Так и не разузнала Бальсене про первенца. Одним была довольна, что в Лидишкес житье не только побогаче, но и поспокойнее. Пожалуй, Пятрас там не впутается ни в какие передряги.

Так и подмывало Бальсисов, особенно женщин, рассказать соседям, что Винцас проведал дядю, похвалиться рожью, гостинцами. Однако заранее было уговорено — никому ни слова. Про лидишкского Антанаса Бальсиса знали на селе немногие, а пока Пятрас там скрывается, лучше никому и не заикаться. Но Катре решили дать знать. В поместье и в хозяйстве работы было много, и потому ни Винцас, ни девушки всё не могли выбраться навестить Катре. Наконец представился неожиданный случай с нею встретиться.

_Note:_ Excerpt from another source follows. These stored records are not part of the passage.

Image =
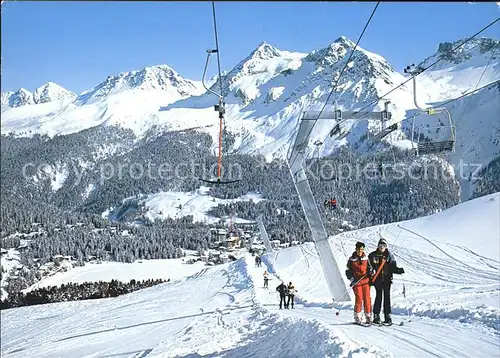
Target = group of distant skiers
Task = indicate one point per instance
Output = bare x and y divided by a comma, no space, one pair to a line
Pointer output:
287,292
375,269
258,261
330,204
364,271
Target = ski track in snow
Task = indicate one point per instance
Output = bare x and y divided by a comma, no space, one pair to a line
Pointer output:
452,300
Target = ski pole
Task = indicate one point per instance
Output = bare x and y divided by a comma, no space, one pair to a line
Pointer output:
404,295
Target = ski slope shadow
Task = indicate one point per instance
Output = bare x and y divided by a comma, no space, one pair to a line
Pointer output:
278,335
217,311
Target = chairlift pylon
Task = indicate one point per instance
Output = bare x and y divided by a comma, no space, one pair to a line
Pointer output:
220,107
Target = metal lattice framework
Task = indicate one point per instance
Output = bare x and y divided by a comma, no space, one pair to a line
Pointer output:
296,161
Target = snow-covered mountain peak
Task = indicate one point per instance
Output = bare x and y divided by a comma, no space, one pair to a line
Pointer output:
51,92
264,51
477,49
159,78
266,62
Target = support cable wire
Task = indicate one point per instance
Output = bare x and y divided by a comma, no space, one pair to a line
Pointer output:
343,69
423,70
477,84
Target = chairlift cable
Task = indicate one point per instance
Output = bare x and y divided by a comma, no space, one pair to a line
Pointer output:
426,68
357,113
477,84
217,48
345,65
348,59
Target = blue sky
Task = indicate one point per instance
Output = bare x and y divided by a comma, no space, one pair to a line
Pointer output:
78,44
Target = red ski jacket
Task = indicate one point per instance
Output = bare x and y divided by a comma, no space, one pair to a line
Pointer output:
359,267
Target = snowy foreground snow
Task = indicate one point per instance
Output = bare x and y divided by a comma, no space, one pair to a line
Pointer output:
452,299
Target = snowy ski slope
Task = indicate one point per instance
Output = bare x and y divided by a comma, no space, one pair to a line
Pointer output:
452,297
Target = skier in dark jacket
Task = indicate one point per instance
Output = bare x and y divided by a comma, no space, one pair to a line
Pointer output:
283,291
291,295
384,264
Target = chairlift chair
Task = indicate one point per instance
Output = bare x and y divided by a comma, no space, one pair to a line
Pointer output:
423,147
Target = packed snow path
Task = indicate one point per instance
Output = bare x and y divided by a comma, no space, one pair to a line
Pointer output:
422,337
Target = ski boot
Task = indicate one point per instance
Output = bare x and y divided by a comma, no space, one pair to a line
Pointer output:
357,317
388,320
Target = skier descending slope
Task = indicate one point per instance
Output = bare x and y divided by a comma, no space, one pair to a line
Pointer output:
358,272
384,263
283,291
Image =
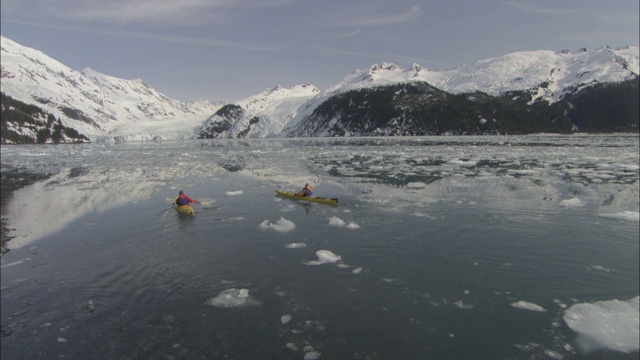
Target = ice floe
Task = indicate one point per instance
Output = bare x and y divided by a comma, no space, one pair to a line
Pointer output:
525,305
282,225
232,298
571,203
324,257
624,215
296,245
337,222
611,324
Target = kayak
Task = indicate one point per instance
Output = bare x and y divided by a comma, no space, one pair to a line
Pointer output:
185,209
293,196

Старый Даубарас после несчастья уже не вставал с постели, с каждым днем ему становилось все хуже. За несколько дней перед поездкой Винцаса в Лидишкес по селу пронеслась весть, что больной совсем ослаб, задыхается, кровью харкает, а иногда и человека не узнает. Тяжелым бременем лег недужный в такую пору на плечи дочери Пятре и ее мужа Микнюса. Зять с работницей Евой выбивались из сил, чтоб за четыре дня выполнить барщину, а в остальное время управиться с работой в хозяйстве. А Пятре и дома все справить, и за детишками приглядеть, и за хворым ухаживать. А тут кончаются хлеб, и крупа, и забелка, хоть ты разорвись, хоть живьем в могилу полезай! Одно счастье — Буренушка отелилась, и молока хватает для ребят и больного.

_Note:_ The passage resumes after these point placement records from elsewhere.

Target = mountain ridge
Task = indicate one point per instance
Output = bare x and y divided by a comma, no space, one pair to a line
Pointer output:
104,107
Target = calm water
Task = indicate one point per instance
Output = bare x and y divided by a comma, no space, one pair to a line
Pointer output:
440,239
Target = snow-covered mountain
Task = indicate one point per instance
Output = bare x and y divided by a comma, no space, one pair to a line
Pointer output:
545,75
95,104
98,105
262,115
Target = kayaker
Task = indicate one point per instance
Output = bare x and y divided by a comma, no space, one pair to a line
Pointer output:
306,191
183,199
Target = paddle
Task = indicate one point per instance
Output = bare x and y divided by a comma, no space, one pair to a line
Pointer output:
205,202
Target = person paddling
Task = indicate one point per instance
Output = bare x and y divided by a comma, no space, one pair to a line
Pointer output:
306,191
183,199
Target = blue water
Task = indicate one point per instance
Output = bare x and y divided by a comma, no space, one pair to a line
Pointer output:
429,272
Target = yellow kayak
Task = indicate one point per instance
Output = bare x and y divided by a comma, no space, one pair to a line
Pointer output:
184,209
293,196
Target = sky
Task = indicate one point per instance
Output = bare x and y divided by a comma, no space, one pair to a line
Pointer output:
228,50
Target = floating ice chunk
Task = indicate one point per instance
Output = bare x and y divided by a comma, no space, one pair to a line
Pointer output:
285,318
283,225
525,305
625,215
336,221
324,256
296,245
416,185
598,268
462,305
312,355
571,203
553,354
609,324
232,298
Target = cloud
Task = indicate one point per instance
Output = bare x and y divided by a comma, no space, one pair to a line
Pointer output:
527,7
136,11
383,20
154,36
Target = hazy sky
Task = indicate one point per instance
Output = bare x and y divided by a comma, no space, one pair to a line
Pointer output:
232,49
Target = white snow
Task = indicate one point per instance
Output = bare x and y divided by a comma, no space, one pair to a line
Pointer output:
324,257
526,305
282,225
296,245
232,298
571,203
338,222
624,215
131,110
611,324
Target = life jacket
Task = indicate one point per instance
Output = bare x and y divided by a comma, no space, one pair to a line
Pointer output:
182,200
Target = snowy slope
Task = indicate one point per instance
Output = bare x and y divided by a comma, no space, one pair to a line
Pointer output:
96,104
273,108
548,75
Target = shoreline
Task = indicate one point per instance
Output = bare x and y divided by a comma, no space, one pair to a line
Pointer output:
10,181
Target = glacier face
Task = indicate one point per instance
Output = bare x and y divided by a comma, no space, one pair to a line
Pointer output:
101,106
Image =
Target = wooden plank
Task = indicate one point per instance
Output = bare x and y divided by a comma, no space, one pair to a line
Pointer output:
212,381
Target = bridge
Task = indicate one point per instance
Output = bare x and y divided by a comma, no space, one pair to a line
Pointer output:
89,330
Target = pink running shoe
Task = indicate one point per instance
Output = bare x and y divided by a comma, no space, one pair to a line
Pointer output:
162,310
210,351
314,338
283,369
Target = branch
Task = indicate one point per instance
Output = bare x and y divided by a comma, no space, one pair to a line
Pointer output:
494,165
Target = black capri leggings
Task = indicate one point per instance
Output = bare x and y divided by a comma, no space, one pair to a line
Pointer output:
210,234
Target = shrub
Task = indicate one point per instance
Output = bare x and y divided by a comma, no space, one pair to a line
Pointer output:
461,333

В начале июля уже всей деревне было известно, что дни Даубараса сочтены. Односельчане, хоть у самих много забот, по мере сил старались помочь больному и его семье. Хорошим соседом был Даубарас, по всей деревне самый работящий и разумный. Где в хозяйстве побольше работников, оттуда высылали парнишку или девчонку то навоз высыпать, то вспахать, взборонить, сено скосить, а иногда и денек отработать на барщине. Шиленские хозяйки чем можно помогали Микнювене, заботились о больном.

Однажды Бальсене, придя проведать соседа, вытащила из узелка полкаравая хорошего, немякинного хлеба и сказала Микнювене:

— Дай отцу, может, с молоком кусочек прожует.

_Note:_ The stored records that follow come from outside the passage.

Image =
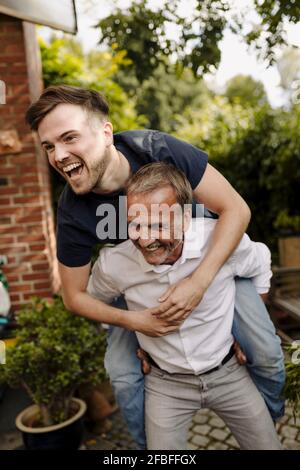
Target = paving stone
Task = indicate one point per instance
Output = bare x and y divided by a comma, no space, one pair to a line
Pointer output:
294,422
217,446
191,446
200,441
219,434
203,429
289,432
200,418
232,442
10,440
217,423
289,444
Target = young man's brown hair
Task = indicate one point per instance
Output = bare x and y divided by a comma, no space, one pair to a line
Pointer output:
90,100
158,175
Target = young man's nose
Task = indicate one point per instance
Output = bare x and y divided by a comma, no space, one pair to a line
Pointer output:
144,242
61,154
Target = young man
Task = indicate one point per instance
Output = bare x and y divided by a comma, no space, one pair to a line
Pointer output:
195,366
75,132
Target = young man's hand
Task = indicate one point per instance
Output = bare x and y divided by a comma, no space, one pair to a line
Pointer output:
239,354
179,300
144,358
146,323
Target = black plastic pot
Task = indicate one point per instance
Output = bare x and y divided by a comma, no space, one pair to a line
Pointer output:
66,435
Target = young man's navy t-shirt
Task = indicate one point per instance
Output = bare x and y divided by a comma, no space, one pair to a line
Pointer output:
76,216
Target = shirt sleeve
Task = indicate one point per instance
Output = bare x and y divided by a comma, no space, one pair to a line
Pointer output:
253,260
74,245
191,160
101,285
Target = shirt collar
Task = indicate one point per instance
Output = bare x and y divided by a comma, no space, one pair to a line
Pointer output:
192,248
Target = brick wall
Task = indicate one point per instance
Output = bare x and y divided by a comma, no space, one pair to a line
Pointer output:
26,219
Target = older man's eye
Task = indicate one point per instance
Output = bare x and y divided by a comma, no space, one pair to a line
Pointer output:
70,138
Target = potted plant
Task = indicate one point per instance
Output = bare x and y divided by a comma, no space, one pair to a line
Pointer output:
288,227
292,383
55,353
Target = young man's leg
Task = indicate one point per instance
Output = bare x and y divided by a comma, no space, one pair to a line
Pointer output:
254,330
124,370
170,403
231,393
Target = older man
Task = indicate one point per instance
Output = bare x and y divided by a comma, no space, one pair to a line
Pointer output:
193,367
77,136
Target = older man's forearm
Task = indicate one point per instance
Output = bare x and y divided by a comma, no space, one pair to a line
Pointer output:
227,234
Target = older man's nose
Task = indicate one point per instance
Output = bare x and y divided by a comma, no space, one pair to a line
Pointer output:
60,154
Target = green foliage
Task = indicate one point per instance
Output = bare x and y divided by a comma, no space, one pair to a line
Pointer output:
292,383
257,150
164,95
270,32
247,91
284,221
142,32
65,63
56,352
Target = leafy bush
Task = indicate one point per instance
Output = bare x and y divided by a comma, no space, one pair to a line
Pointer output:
292,383
56,352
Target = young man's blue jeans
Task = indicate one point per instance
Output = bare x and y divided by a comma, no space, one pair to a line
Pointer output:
252,328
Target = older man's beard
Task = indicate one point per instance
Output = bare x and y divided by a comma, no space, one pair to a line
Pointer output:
96,172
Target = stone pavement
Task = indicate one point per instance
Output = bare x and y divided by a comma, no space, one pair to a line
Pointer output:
208,432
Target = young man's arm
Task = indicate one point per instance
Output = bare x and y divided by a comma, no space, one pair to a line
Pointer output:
216,193
75,297
253,260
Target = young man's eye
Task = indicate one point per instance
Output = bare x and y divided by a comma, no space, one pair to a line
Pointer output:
70,138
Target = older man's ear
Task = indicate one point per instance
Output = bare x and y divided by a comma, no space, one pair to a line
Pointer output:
187,216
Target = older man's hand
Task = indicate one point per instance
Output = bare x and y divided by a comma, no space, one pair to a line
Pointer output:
179,300
144,322
144,358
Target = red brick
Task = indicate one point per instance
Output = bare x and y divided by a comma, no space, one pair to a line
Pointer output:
5,221
11,277
25,179
6,240
36,276
30,219
40,267
48,294
42,285
30,238
26,200
4,201
20,287
15,297
12,190
7,171
34,257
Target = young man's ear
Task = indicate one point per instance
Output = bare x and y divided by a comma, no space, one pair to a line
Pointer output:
187,216
108,132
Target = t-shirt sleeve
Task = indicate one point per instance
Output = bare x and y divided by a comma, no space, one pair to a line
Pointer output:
74,245
253,260
101,285
191,160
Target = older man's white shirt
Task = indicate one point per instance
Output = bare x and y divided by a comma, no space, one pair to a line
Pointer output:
205,337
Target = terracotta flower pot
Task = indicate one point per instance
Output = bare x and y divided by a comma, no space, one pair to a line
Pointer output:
65,435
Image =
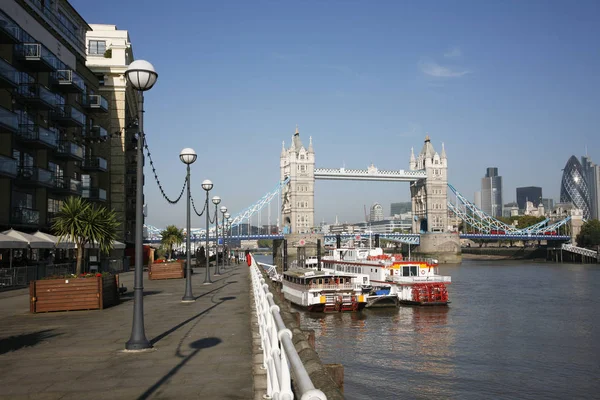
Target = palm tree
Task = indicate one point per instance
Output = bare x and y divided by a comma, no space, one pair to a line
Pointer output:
171,236
84,223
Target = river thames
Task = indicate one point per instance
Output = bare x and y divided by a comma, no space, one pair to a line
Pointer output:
513,330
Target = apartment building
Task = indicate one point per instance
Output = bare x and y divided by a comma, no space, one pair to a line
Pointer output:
53,136
109,54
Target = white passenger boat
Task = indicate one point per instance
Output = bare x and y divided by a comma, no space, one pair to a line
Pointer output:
322,291
412,282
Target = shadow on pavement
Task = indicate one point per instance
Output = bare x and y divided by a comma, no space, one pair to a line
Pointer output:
187,321
14,343
197,346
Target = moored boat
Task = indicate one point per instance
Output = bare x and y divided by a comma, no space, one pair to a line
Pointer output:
322,291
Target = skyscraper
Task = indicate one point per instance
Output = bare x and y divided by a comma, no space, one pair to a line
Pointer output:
529,193
574,188
491,193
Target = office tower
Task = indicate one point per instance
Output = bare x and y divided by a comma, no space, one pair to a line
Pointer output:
491,193
529,193
49,147
574,188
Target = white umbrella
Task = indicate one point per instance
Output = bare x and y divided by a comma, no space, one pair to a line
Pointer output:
34,242
60,243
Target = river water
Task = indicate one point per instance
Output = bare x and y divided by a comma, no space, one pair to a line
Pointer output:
513,330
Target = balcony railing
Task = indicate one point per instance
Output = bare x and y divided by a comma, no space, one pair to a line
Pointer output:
9,121
35,176
70,149
94,194
95,102
35,134
95,163
10,32
97,132
76,36
35,94
25,216
67,115
8,166
9,76
68,185
68,81
36,57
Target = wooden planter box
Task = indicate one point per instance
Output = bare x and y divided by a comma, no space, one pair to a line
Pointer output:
70,294
171,270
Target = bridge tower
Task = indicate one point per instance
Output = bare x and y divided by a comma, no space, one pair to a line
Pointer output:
429,196
297,197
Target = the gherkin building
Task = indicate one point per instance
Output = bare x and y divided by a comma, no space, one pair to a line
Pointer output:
574,188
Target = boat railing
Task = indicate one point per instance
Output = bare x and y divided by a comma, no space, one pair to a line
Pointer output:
280,358
418,279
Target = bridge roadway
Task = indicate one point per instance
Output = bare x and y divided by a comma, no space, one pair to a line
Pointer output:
408,238
202,350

— Ой, что за хлебец! Откуда такой муки достали? — дивилась молодая хозяйка.

— Отец откуда-то наскреб. И сама не знаю. Мы тоже хлеб приканчиваем.

Сташене и Кедулене славились по всему селу умением — излечивать травами и корешками всякие недуги. Сташене раз покопалась в котомке и сунула Микнювене ворох сушеных трав:

— Принесла я тебе, Петряле, золототысячник. Отвари и давай отцу натощак каждый день по кружечке. Очень помогает от всякой сердечной немочи. Не иначе — как падал, сердце отшиб. А может, и легкие. В другой раз принесу васильков. Кашель остановят и мокроту.

Но самым первым знатоком недугов и зелий была старая Пемпене.

Теперь, когда тяжко занемог ее благодетель, Пемпене, откуда ни возьмись, а уж и плетется вдоль забора к Даубарасу. Ненавидели бабы эту ведьму, и если кто из них сидел в это время у больного, то немедля убирался восвояси. А Пемпене подставляла скамеечку, садилась в ногах у больного и долго и молчаливо разглядывала его изможденное лицо. Старик, хоть, бывало, и дремлет, сразу чувствовал устремленный на него острый взгляд. Будто живительная струя касалась его лица. Он старался собраться с мыслями, хмурил брови и произносил:

— Так что, Пемпене?

— Хвораешь, — отвечала она укоризненно и вместе с тем ободрительно, — все не поправляешься. А, вишь, уже лето на дворе, люди сено убрали. Меня никто не звал бить прокосы… И огород пропалывать… Поправляйся!

— Эх, Пемпене, ничего мне больше не надобно, — отвечал он и снова закрывал глаза.

Иногда она из своих тряпиц доставала закопченный пузырек, в глиняную кружку нацеживала темную жижу и давала больному выпить. Тот с отвращением вздрагивал — питье горькое и вонючее. Никому этого пузырька Пемпене в руки не давала, никто не знал, что там такое. Никто не видел, как она в мае, пока еще не прокукует кукушка, ловит жаб, бьет и следит, как из спины гада брызжет белая, словно молоко, жидкость, помогающая от всяких лихоманок. А от бреда и падучей у Пемпене водилась жабья кровь с сахаром, которую надо пить по пять капель трижды в день. Снадобья попроще, травы и корешки, она оставляла Микнювене, чтобы та сварила и дала отцу. Но дочь после ухода ведьмы выбрасывала зелья на помойку.

Дав больному зелье, Пемпене посидит еще немного, уставившись ему в лицо, и, если он откроет глаза, на прощанье скажет:

— Поправляйся. Нехорошо долго валяться. Кровь свернется. — И, выйдя из хаты, быстро семенит вдоль забора в свою лачужку.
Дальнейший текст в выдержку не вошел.